The operators gathered around the table. Coffee steamed in metal mugs, its bitterness barely masking exhaustion. Casewell had fresh intel spread out—hand-drawn sketches from locals, intercepted radio chatter, more drone photos. None of it gave a complete picture.

Sarah pointed at a grainy image of a watchtower. “That’s a DShK mounted heavy machine gun. Field of fire covers most of the eastern wall. No chance of scaling without suppression.”

Naomi tapped a separate map. “Locals say there’s an irrigation ditch two hundred meters north. Dry now, but it might lead close enough to approach under cover.”

Bear grinned. “Or it might lead us straight into a kill zone. Either way, I’m in.”
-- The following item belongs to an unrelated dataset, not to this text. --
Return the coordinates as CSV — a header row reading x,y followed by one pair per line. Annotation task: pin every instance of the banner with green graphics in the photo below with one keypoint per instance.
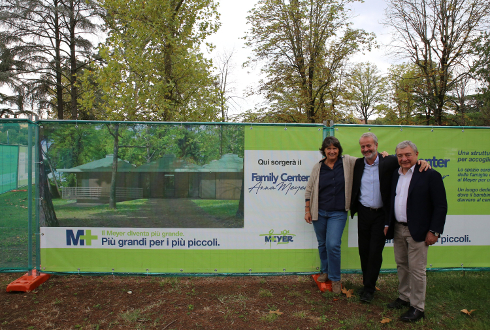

Michael studied the images, piecing it together. Every option was a gamble, every route a coin toss. And that was before factoring in Kruger’s mercs, half of whom looked like they’d sell their mothers for the right payday.

Casewell leaned forward, voice low. “Clock’s ticking. Washington wants this handled before the end of the week. Fail, and those CIA operatives die on camera. Qadir gets his propaganda victory. We lose another war before it even starts.”

Michael straightened, his decision made. “Then we move at dusk. Recon first. No contact unless necessary. We see the compound with our own eyes before we commit.”

The team nodded, each operator silent, but their expressions set like stone.

---

Location: Kandahar Alleyways

Time: 10:45 Hours

Before they could vanish into the desert, Casewell insisted on one last step—information from the street. Michael took Naomi and one of Kruger’s mercs into the maze of Kandahar’s back alleys.

The city by day was no less dangerous. Markets buzzed with traders selling fruit beside ammunition, kids ran barefoot through dust, and men in sandals carried Kalashnikovs slung as casually as backpacks. Whispers followed the Americans. Eyes narrowed. A foreign face here was more than unusual—it was a target.

They stopped at a tea stall run by a bent old man with one eye clouded white. Casewell’s contact. The man poured bitter black tea into cracked cups, muttering in Pashto as Naomi translated.

“He says Qadir’s compound has been busy. More guards, more weapons. And…” She hesitated. “He says prisoners were brought in last week. Foreign. American.”

Michael’s pulse quickened, but he didn’t let it show. Proof. Or close enough.

The old man leaned closer, his voice a rasp. Naomi translated again. “He warns you. The walls have more than ears. Qadir has a serpent inside your circle. One who smiles.”

Michael froze. His eyes flicked instinctively to the merc at his side. The man smiled thinly.

---

That night, back at the safehouse, Michael gathered his team. He didn’t mention the old man’s words, not yet. But they echoed in his mind, cutting deep.

A serpent inside your circle. One who smiles.

And he knew the storm hadn’t even started.